Calculate Entropy, Conditional Entropy, or other Information Theory Metrics from Stan Model

Hi all!

I have a question related to the application of Stan results to downstream information theoretic metrics including entropy, conditional entropy, and information gain.

Here’s the background - I have a feature vector of response variables y that is say a measurement of an individual’s stature and my target or conditioning variable say x is the country that individual comes from. My ultimate goal is to learn the information gain i.e., how much more certain are we of an individual’s country of origin given their stature.

To be precise IG = H(x) - H(x|y) or the entropy of the target variable minus the conditional entropy of x given y. Given stature is continuous, entropy is equal to -\int_{x} f(x)logf(x) dx and therefore the conditional entropy is -\int_{x,y} f(x,y)logf(x|y) dxdy.

Math aside, does anyone have any suggestions on how the Stan log probability density can be used here. Either extracting the results OR possibly embedded in generated quantities?

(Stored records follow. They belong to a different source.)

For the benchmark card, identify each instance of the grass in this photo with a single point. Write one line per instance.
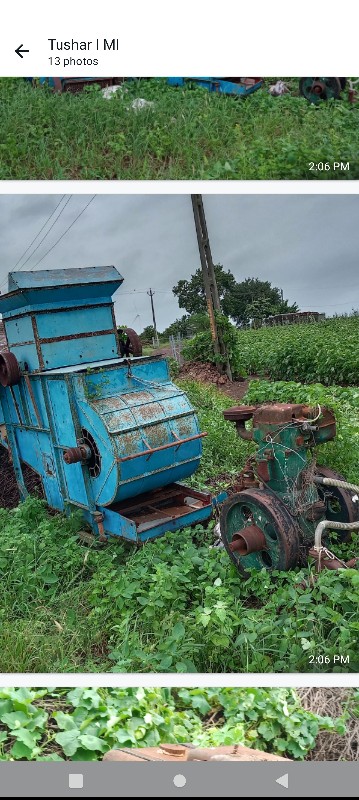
(177, 604)
(82, 724)
(187, 134)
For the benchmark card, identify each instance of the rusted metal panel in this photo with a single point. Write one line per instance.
(187, 752)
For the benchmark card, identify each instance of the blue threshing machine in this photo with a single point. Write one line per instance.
(110, 435)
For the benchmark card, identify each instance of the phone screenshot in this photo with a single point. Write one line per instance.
(179, 402)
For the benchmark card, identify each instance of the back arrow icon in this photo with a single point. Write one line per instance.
(20, 51)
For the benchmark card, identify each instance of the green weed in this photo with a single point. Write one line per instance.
(83, 724)
(188, 133)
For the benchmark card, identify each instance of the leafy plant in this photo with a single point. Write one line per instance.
(188, 133)
(82, 724)
(324, 352)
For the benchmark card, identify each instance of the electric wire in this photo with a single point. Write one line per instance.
(65, 232)
(38, 233)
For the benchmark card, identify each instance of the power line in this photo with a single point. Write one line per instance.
(43, 238)
(47, 233)
(40, 231)
(65, 232)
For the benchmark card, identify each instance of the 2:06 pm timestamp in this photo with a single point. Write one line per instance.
(321, 659)
(327, 166)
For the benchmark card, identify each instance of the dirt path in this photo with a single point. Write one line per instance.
(208, 373)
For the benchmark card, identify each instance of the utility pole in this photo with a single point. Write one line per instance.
(209, 278)
(151, 293)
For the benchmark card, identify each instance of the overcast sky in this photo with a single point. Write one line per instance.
(305, 244)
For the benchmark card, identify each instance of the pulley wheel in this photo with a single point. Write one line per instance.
(130, 343)
(315, 89)
(261, 510)
(339, 506)
(9, 369)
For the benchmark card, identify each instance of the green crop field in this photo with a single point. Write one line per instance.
(83, 724)
(187, 133)
(178, 604)
(326, 351)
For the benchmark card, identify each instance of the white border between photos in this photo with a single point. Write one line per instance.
(181, 187)
(176, 679)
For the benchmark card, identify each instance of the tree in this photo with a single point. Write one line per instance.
(147, 334)
(191, 295)
(253, 298)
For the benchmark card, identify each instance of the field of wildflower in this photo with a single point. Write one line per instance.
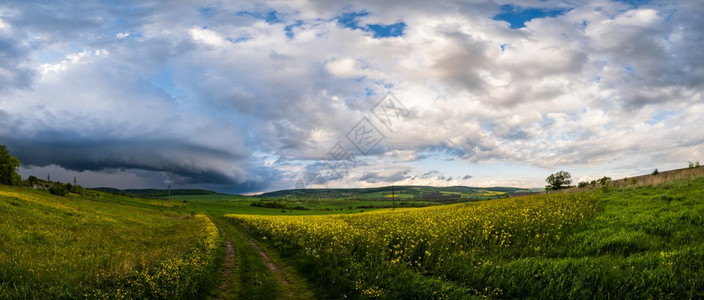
(93, 247)
(637, 242)
(418, 252)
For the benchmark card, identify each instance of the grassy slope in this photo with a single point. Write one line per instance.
(645, 242)
(55, 247)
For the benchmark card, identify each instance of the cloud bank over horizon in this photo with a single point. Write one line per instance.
(248, 97)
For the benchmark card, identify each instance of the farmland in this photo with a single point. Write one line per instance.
(631, 242)
(634, 240)
(101, 246)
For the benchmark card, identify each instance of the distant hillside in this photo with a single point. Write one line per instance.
(402, 192)
(154, 192)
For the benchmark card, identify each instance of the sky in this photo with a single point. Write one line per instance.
(248, 97)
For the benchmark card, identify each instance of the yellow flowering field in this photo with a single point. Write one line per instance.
(421, 245)
(62, 247)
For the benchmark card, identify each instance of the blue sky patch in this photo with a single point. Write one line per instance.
(384, 31)
(270, 16)
(289, 28)
(207, 11)
(517, 16)
(351, 21)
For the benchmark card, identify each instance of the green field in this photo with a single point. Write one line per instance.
(635, 241)
(102, 245)
(638, 242)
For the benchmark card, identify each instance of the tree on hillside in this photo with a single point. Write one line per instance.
(32, 181)
(8, 168)
(559, 180)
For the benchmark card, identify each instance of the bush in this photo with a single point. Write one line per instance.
(8, 168)
(604, 180)
(559, 180)
(58, 189)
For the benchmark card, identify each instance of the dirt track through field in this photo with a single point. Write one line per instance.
(228, 265)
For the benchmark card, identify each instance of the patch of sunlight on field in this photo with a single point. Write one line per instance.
(56, 247)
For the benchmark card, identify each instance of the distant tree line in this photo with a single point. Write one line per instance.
(9, 166)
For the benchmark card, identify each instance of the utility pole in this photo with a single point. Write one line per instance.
(393, 198)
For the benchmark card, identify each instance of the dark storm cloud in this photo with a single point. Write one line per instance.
(374, 177)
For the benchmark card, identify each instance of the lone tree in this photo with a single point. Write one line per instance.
(8, 168)
(559, 180)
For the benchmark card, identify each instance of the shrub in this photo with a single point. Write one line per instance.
(58, 189)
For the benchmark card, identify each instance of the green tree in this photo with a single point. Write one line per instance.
(32, 181)
(58, 189)
(559, 180)
(8, 168)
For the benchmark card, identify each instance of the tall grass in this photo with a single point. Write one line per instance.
(635, 242)
(74, 247)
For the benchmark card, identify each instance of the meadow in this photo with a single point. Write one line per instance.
(631, 242)
(102, 246)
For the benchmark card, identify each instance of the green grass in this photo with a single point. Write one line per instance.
(88, 246)
(643, 242)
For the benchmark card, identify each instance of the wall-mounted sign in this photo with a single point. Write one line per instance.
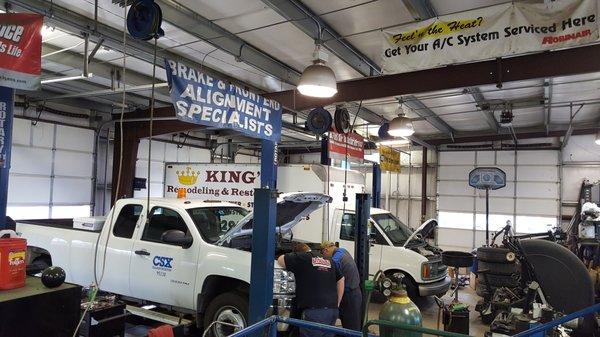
(506, 29)
(202, 99)
(352, 144)
(389, 159)
(21, 50)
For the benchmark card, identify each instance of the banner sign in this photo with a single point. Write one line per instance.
(501, 30)
(21, 50)
(223, 182)
(202, 99)
(389, 159)
(339, 144)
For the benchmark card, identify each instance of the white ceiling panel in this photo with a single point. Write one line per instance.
(371, 15)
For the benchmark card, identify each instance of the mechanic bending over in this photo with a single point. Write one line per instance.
(351, 305)
(319, 287)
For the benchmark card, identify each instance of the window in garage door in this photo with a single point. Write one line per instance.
(529, 200)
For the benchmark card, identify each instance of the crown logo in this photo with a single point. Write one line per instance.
(187, 177)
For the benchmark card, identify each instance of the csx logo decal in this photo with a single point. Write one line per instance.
(162, 261)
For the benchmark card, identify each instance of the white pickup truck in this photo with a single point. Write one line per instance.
(183, 258)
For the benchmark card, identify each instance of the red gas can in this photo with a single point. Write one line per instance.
(12, 263)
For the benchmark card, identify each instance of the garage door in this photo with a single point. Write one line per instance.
(51, 171)
(530, 199)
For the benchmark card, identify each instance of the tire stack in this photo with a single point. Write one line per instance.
(502, 267)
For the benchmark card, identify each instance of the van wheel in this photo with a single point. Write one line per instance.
(231, 309)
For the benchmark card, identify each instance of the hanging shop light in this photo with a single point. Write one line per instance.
(318, 80)
(401, 126)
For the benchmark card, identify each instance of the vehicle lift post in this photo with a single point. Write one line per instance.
(362, 242)
(7, 98)
(263, 237)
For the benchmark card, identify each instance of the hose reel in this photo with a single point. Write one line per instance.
(144, 19)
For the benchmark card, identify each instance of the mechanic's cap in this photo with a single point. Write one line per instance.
(327, 244)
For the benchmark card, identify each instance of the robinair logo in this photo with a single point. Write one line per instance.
(16, 258)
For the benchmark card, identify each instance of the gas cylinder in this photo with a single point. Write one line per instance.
(400, 309)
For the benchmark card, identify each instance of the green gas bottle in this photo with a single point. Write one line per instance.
(400, 309)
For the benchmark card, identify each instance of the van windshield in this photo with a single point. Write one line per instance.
(214, 222)
(396, 231)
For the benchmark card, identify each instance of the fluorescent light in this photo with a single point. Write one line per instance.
(318, 80)
(401, 127)
(394, 142)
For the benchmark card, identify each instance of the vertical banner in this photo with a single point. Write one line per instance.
(351, 144)
(506, 29)
(389, 159)
(202, 99)
(21, 50)
(6, 118)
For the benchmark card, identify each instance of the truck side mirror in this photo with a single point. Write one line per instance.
(176, 237)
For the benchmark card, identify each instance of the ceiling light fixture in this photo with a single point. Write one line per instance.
(318, 80)
(401, 126)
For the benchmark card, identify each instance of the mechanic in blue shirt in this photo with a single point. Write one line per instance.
(351, 305)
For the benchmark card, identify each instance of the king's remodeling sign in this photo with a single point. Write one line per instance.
(202, 99)
(502, 30)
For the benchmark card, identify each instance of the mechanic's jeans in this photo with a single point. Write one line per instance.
(350, 309)
(324, 316)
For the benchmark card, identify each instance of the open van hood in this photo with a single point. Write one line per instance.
(291, 209)
(425, 229)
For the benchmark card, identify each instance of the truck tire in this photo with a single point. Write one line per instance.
(495, 254)
(230, 307)
(498, 268)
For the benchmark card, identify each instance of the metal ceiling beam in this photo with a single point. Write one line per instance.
(484, 106)
(423, 111)
(563, 62)
(70, 21)
(311, 24)
(187, 20)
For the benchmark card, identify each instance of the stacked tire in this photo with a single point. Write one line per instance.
(501, 269)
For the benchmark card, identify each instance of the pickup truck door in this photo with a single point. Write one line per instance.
(346, 235)
(162, 272)
(120, 247)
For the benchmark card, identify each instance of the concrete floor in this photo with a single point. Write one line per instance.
(429, 311)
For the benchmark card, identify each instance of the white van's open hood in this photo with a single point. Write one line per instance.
(425, 229)
(291, 209)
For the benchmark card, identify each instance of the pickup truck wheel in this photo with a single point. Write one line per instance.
(229, 308)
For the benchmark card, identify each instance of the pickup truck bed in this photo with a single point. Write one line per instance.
(54, 223)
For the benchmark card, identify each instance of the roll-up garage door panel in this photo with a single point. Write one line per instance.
(572, 179)
(454, 238)
(454, 172)
(43, 135)
(70, 138)
(71, 190)
(497, 205)
(75, 164)
(21, 131)
(537, 173)
(537, 158)
(505, 157)
(29, 160)
(157, 170)
(537, 190)
(455, 204)
(485, 158)
(451, 188)
(537, 207)
(28, 190)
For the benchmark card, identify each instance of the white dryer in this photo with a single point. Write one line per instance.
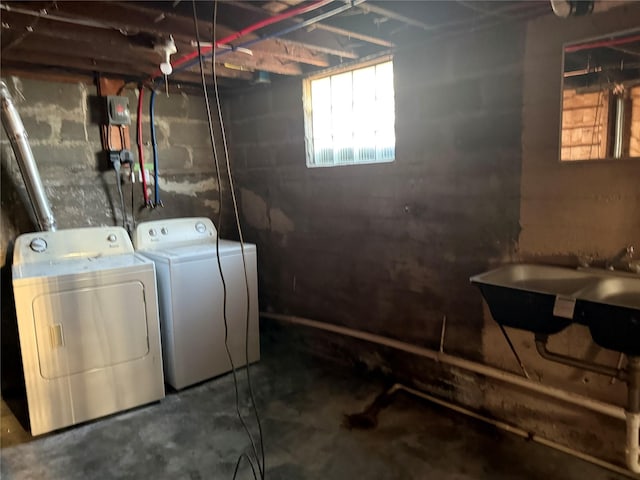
(88, 323)
(190, 296)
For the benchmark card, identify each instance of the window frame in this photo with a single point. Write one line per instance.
(308, 112)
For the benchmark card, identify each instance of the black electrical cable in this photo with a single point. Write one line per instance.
(242, 249)
(224, 287)
(116, 168)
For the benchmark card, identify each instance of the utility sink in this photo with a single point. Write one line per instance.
(525, 296)
(547, 299)
(611, 309)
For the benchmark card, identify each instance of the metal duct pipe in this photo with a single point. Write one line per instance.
(24, 156)
(618, 137)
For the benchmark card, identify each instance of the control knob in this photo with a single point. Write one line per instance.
(38, 245)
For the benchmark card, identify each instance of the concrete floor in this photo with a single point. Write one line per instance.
(195, 435)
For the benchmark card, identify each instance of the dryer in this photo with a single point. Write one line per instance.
(190, 294)
(88, 323)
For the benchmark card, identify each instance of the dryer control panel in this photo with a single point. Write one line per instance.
(74, 243)
(172, 232)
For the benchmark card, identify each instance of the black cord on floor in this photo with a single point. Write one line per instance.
(239, 228)
(224, 287)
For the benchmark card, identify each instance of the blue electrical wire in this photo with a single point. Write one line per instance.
(154, 145)
(280, 33)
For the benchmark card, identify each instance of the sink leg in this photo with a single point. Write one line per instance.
(633, 384)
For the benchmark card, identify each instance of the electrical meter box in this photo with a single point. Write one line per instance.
(118, 110)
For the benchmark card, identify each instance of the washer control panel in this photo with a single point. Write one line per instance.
(173, 231)
(74, 243)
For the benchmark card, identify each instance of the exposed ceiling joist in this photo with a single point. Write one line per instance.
(323, 26)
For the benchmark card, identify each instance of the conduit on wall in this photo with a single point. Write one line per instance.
(156, 175)
(143, 176)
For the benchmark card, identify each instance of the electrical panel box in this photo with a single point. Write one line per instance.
(118, 110)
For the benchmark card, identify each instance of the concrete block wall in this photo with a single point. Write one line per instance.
(60, 119)
(389, 248)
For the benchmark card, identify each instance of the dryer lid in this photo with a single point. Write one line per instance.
(71, 244)
(199, 251)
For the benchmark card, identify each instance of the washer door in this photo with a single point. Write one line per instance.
(91, 328)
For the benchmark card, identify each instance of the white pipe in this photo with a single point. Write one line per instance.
(516, 430)
(486, 370)
(633, 444)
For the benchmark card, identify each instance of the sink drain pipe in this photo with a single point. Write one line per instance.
(632, 416)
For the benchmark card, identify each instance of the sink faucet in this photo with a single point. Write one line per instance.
(625, 252)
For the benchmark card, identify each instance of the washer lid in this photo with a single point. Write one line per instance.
(161, 234)
(198, 251)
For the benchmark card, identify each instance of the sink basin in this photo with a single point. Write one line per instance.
(545, 300)
(524, 296)
(611, 309)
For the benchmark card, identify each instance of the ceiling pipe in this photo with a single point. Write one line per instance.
(26, 162)
(602, 43)
(240, 33)
(245, 45)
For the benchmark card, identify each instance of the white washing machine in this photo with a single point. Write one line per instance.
(88, 324)
(190, 296)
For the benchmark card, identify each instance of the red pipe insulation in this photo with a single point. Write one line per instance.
(140, 149)
(251, 28)
(602, 43)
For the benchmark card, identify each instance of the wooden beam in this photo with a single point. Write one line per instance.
(321, 26)
(252, 63)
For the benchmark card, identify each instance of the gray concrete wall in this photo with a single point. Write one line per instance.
(61, 121)
(389, 248)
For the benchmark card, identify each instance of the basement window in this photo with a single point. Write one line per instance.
(350, 116)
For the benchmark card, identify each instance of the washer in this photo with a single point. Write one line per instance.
(191, 298)
(88, 322)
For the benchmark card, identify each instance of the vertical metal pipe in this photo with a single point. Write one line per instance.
(24, 156)
(618, 136)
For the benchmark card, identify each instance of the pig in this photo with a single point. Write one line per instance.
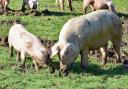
(61, 2)
(85, 33)
(32, 4)
(26, 43)
(4, 4)
(99, 4)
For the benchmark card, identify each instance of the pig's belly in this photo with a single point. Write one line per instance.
(97, 43)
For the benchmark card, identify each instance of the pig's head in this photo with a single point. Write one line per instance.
(67, 55)
(33, 4)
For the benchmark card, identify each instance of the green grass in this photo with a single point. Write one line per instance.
(111, 76)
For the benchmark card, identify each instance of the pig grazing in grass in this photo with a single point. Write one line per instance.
(61, 3)
(88, 32)
(26, 43)
(32, 4)
(4, 4)
(98, 4)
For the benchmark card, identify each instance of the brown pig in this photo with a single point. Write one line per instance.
(61, 3)
(4, 4)
(98, 4)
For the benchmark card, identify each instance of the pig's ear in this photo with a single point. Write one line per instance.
(69, 51)
(55, 50)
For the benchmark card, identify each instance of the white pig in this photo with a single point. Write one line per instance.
(88, 32)
(26, 43)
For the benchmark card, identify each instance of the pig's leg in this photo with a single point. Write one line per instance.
(23, 58)
(23, 6)
(84, 58)
(61, 4)
(18, 56)
(57, 3)
(85, 5)
(70, 4)
(5, 7)
(36, 65)
(116, 46)
(10, 49)
(103, 51)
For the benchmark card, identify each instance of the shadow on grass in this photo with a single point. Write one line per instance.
(97, 70)
(55, 13)
(120, 14)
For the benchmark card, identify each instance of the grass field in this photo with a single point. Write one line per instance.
(111, 76)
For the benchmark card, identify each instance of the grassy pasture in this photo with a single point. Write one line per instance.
(111, 76)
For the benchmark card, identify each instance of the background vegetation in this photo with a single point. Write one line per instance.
(111, 76)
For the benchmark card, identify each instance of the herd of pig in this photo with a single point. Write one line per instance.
(32, 4)
(79, 35)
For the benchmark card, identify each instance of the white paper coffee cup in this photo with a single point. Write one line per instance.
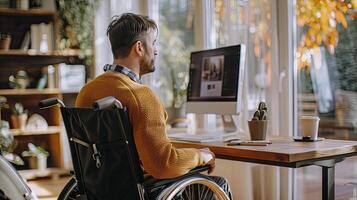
(309, 126)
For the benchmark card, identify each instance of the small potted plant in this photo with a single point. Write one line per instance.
(7, 142)
(37, 156)
(19, 116)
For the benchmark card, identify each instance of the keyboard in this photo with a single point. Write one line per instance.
(201, 138)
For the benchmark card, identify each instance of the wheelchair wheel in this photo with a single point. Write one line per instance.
(193, 188)
(70, 191)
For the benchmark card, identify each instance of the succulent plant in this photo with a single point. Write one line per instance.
(261, 112)
(34, 151)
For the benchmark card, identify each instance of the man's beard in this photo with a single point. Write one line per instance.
(148, 67)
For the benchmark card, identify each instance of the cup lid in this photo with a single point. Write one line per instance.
(309, 117)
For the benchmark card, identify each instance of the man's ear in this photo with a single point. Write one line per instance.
(138, 48)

Here I include a VERY general model that models stature as a normal distribution with a mean function and sd function. Further, X here is not the target variable from above, it is a covariate age. I assume I’d have to include the target somewhere. Also, my ultimate goal is to also get IG based on a MVN model of more than one trait (i.e., stature and weight).

data{
  int N; // # of individuals
  vector y[N]; // vector of responses per individual
  //predictors
  real X[N]; //age
}
parameters{
  real a;
  real r;
  real b;
  real s_scale;
  real kappa;
}
transformed parameters{
  real mu[N];
  real Sigma[N];
  for(i in 1:N){    
      mu[i] = a*X[i]^(1+b[k];  
      Sigma[i] = s_scale*(1+kappa*x[i]);
}
model{
a ~ normal(0,10);
	r ~ normal(0,1); 
	b ~ normal(0,10);
	kappa ~ normal(0,1); 
	s_scale ~ cauchy(0,5);
 
	y ~ normal(mu, Sigma);
}

To even begin to talk about joint and conditional entropies one will need to construct the joint probability density function over all of the variables of interest. In this case that would mean over both y and x to give \pi(y, x), but your Stan program instead defines the awkward conditional model \pi(y, \theta \mid x) where \theta are the parameters.

Consequently the first step would be to move beyond a regression model and model the covariate distribution explicitly. This would given the joint density function

\pi(y, x, \theta) = \pi(y \mid x, \theta) \, \pi(x \mid \theta) \, \pi(\theta)

which marginalizes to

\begin{align*} \pi(y, x) &= \int \mathrm{d} \theta \, \pi(y, x, \theta) \\ &= \int \mathrm{d} \theta \, \pi(y \mid x, \theta) \, \pi(x \mid \theta) \, \pi(\theta). \end{align*}

At this point you could generate exact samples with ancestral sampling,

\tilde{\theta} \sim \pi(\theta) \\ \tilde{x} \sim \pi(x \mid \tilde{\theta}) \\ \tilde{y} \sim \pi(y \mid \tilde{x}, \tilde{\theta}),

and try to construct Monte Carlo estimators of the relevant entropies. That said these Monte Carlo estimators are notoriously unstable – the variance of \log \pi(y, x) is often very large if not infinite.

Notice, however, that in this construction observed data are never used. This kind of analysis really just considers information gained relative to the prior model. If you wanted to consider information behavior relative to a posterior distribution informed by the data \tilde{y} and \tilde{x} then you’d need

\begin{align*} \pi(y, x \mid \tilde{y}, \tilde{x}) &= \int \mathrm{d} \theta \, \pi(y, x, \theta \mid \tilde{y}, \tilde{x}) \\ &= \int \mathrm{d} \theta \, \pi(y \mid x, \theta) \, \pi(x \mid \theta) \, \pi(\theta \mid \tilde{y}, \tilde{x}). \end{align*}

In Stan this would require building the joint density function

\pi(y, x, \tilde{y}, \tilde{x}, \theta)

where (\tilde{y}, \tilde{x}) are defined in the data block and y, x are predictive variables defined in the generated quantities block. One could then run Stan and use the posterior predictive samples for y and x to construct Markov chain Monte Carlo estimators of the entropies.

But again these estimators are notoriously finicky and hard to get right if the posterior samples are well-behaved!